This is a wasteful policy dilemma. Section 523(a)(1)(B)(ii) set up a system to allow late filers to still obtain a discharge if they waited extra time. In the case of my client, who, if he filed late, did so immediately after the due date, would not even have to wait extra time because of the timing of his filing. Yet, he appears to be prevented from obtaining a discharge for this year. By demurring on the correct interpretation of (*) the 11th Circuit sentences those seeking to know the answer to a longer wait. No matter which way it ruled, having the opinion of the 11th Circuit on (*) would have helped to move the issue to resolution faster.
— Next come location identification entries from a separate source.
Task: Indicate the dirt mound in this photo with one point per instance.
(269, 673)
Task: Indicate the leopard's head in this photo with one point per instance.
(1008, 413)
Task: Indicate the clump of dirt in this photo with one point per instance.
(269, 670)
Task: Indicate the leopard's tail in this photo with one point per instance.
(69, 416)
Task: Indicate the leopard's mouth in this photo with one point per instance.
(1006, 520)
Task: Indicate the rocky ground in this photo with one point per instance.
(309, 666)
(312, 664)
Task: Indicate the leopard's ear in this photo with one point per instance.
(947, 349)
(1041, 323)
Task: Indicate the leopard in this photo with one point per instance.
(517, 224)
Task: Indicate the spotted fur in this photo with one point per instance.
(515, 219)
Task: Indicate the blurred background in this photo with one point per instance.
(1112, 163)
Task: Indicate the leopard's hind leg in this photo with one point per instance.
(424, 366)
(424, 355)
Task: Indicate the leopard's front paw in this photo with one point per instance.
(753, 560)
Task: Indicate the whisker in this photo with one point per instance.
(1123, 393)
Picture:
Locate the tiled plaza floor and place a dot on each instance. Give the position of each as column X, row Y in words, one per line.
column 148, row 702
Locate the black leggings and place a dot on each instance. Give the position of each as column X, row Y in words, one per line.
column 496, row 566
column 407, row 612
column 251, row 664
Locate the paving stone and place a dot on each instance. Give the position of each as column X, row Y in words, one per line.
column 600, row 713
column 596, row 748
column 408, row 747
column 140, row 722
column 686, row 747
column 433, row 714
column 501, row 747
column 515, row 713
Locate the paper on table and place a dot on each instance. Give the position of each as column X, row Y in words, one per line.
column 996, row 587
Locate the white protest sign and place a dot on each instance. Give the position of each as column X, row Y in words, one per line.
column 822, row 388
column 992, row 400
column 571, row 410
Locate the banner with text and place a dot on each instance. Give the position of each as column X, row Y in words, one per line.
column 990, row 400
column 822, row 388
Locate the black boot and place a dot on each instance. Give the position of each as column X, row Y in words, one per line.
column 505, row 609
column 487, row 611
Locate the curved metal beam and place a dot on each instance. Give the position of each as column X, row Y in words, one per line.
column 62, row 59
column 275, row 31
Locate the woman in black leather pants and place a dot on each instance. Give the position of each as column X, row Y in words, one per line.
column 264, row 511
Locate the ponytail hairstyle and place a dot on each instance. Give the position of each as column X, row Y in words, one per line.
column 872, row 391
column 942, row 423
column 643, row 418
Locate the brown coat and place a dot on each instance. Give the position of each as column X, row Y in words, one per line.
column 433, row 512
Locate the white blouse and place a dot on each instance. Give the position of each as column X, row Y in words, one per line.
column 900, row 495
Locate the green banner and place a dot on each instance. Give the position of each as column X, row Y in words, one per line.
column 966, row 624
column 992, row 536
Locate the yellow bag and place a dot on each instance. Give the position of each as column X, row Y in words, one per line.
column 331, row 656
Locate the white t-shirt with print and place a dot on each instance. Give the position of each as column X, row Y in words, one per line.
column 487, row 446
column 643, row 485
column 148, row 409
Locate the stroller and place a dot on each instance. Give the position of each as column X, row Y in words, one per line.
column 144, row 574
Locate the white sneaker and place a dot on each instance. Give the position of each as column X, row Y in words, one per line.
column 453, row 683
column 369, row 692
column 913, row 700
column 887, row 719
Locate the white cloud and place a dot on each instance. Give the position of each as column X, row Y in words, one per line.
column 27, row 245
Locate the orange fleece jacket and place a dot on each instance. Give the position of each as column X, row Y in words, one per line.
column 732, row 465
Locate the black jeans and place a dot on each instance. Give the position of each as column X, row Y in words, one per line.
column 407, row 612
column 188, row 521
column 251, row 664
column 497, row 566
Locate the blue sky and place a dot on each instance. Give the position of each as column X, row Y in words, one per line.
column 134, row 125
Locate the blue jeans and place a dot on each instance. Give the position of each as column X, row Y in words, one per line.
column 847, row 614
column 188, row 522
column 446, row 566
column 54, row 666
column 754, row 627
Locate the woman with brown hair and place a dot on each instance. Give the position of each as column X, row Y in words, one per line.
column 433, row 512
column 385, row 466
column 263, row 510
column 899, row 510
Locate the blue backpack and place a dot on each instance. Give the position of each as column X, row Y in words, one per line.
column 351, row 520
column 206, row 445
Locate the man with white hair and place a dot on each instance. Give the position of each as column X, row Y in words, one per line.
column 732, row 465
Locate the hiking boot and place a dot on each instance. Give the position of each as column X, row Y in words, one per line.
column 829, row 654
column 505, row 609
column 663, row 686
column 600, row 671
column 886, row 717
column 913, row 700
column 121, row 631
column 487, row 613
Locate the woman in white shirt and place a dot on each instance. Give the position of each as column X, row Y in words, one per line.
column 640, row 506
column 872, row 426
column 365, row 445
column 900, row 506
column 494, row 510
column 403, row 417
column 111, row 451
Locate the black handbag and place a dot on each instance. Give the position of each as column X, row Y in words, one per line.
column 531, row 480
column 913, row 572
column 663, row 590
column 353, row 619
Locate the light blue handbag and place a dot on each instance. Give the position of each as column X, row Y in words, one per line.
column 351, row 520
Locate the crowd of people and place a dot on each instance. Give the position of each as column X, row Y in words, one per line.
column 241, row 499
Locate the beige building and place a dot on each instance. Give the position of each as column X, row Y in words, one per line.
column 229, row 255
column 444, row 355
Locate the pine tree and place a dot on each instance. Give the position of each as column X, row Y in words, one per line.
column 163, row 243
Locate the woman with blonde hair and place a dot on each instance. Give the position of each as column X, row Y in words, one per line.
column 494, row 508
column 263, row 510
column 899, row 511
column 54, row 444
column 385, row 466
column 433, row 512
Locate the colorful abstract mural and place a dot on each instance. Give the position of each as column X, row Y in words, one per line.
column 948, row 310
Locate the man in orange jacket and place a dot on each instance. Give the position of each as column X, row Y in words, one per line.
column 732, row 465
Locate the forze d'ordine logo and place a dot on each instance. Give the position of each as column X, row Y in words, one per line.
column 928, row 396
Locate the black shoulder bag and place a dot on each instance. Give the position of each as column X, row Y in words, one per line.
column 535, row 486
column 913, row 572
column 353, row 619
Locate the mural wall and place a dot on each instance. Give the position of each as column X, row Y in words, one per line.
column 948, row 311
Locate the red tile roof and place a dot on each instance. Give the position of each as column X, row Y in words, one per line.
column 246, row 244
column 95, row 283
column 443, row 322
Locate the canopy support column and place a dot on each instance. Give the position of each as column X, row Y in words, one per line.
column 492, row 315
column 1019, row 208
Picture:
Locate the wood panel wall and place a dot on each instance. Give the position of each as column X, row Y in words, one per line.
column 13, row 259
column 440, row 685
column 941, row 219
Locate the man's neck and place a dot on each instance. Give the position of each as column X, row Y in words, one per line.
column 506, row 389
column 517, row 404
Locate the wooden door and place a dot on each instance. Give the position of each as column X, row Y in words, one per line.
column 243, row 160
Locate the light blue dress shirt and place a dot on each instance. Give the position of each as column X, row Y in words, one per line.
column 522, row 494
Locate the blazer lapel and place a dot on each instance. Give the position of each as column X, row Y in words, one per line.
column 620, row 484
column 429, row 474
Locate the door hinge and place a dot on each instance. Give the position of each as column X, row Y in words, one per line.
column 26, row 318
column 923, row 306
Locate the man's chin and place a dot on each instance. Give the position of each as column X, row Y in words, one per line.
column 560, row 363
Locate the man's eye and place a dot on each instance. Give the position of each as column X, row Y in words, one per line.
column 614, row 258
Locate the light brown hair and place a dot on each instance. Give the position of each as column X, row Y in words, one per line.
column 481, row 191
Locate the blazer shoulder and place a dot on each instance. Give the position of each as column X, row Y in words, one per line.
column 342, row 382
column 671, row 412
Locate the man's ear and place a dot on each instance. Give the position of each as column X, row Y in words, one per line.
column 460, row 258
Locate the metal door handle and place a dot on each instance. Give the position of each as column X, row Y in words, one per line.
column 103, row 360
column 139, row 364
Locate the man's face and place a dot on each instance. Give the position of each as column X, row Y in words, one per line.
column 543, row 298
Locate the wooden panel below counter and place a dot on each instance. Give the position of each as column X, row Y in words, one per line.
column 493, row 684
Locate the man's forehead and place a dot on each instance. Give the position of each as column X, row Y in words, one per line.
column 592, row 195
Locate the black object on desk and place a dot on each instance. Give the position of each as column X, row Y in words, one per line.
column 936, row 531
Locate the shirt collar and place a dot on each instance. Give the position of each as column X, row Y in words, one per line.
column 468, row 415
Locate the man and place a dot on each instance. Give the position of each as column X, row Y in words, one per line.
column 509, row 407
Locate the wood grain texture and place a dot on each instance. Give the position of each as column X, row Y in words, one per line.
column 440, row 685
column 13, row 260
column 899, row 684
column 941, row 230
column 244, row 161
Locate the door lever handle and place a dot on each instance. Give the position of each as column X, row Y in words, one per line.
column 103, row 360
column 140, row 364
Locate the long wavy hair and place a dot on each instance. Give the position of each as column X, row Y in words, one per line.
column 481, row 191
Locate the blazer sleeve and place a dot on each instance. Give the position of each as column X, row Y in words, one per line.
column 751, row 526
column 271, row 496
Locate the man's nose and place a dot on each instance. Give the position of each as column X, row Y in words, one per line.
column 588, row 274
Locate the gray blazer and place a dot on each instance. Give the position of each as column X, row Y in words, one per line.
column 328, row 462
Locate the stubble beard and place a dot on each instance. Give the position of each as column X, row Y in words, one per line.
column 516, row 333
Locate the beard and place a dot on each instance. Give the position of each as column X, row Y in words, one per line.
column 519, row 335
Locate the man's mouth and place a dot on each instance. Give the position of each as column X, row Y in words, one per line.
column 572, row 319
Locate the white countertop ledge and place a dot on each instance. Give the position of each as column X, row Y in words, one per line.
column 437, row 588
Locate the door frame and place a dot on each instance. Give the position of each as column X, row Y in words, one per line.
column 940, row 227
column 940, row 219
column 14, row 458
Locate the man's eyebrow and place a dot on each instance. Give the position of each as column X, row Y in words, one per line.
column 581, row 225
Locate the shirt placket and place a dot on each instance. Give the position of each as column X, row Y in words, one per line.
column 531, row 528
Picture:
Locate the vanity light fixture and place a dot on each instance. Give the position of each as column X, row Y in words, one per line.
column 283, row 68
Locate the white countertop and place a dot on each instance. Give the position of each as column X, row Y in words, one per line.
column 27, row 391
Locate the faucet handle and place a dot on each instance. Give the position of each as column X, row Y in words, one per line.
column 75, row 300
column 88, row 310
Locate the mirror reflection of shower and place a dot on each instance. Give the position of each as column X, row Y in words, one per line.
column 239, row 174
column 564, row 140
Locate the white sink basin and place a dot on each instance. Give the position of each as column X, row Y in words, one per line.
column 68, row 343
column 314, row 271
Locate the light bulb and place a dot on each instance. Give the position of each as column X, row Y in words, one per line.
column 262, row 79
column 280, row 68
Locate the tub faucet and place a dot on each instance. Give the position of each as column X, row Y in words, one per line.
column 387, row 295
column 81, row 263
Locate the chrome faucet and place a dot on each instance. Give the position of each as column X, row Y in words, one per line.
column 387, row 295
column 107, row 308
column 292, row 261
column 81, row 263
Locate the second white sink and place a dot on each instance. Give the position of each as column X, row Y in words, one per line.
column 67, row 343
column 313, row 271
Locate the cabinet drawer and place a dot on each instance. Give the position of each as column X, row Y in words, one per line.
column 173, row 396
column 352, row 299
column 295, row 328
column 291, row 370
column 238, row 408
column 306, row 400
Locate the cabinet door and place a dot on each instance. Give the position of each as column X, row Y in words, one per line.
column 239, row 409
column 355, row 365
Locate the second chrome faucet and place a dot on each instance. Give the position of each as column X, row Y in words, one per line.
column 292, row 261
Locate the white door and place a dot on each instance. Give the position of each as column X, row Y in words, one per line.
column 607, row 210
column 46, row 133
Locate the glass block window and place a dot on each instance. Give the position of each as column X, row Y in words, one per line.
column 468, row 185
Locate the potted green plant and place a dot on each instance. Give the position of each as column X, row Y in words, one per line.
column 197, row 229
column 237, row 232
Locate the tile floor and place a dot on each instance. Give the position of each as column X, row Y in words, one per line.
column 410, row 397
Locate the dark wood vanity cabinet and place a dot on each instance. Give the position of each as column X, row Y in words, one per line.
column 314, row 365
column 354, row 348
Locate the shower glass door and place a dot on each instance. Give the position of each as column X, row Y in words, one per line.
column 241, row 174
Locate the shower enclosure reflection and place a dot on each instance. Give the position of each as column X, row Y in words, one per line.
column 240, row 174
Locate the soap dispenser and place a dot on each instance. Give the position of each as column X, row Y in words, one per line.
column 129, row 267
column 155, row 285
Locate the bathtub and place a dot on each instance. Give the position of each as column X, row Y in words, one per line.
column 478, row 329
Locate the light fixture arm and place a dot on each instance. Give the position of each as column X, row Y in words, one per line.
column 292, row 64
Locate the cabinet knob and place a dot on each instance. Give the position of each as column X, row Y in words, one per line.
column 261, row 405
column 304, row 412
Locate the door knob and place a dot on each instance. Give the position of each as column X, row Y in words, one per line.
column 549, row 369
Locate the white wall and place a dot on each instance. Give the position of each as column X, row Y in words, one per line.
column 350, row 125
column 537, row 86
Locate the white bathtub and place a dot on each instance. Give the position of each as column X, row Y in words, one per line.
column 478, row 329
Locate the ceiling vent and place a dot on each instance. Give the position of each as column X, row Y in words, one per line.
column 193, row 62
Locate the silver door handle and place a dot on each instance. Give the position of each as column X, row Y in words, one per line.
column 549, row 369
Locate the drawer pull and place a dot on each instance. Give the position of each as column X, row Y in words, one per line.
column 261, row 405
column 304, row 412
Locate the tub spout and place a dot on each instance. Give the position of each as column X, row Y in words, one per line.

Les’ post discussing how  filing within 10 days of an e-file rejection will still result in a timely return.  This work around will not present itself often but is worth remembering for those situation where your client has tried and failed to timely file their return electronically.

Comments

  1. GuestEsq says:

    Regarding the OIC, if the BK doesn’t work out, you may still want to consider the OIC. We just had an OIC go through where taxpayer owed TFRP for a defunct business. Spouse was non-liable. The OIC examiner didn’t consider her income (or her share of the expenses) in determining the taxpayer’s reasonable collection potential. The OIC is being recommended for acceptance to be reviewed by counsel and the manager. We are optimistic it will go through. Just a thought.

  2. Jason T. says:

    So much for Mrs. Client’s vow about taking her husband “for richer, or for poorer.”

    What, if anything, happened with Mr. Client’s CDP hearing(s)? If the IRS has yet to offer one, then why bother with it, a bankruptcy, or an offer-in-compromise? If Mr. Client’s debt is “long outstanding,” then his waiting out the collection statute of limitations seems a good strategy.

    As for that strategy “putting pressure on his marriage,” I would tell Mrs. Client that good things come to she who waits. For good measure, I would advise Mr. Client to dump his wife for her despicable attitude. In the long run, a subpar wife with a good income will be worth far less than a good wife with a subpar income.

  3. Bob Kamman says:

    Villanova is about to win the NCAA Men’s Basketball Championship, and you’re worried about some unnumbered paragraph?

  4. Norman Diamond says:

    So if a taxpayer files a late return containing the same information that was in a section 6020(b) return isn’t a return under the Beard test? The Beard test has four conditions that have to be met, right? One of those conditions is that the taxpayer has to sign the preprinted jurat and the guy did it, right? What about the other three conditions, what was the defect in the information that the IRS and the taxpayer agreed on?

  5. Norman Diamond says:

    ‘So much for Mrs. Client’s vow about taking her husband “for richer, or for poorer.” […] For good measure, I would advise Mr. Client to dump his wife for her despicable attitude.’

    So much for Mr. Client’s vow about taking his wife “for better, or for worse.”

    (Yeah I know, since a court can contradict itself within a single ruling, so can a lawyer. But I couldn’t help noticing.)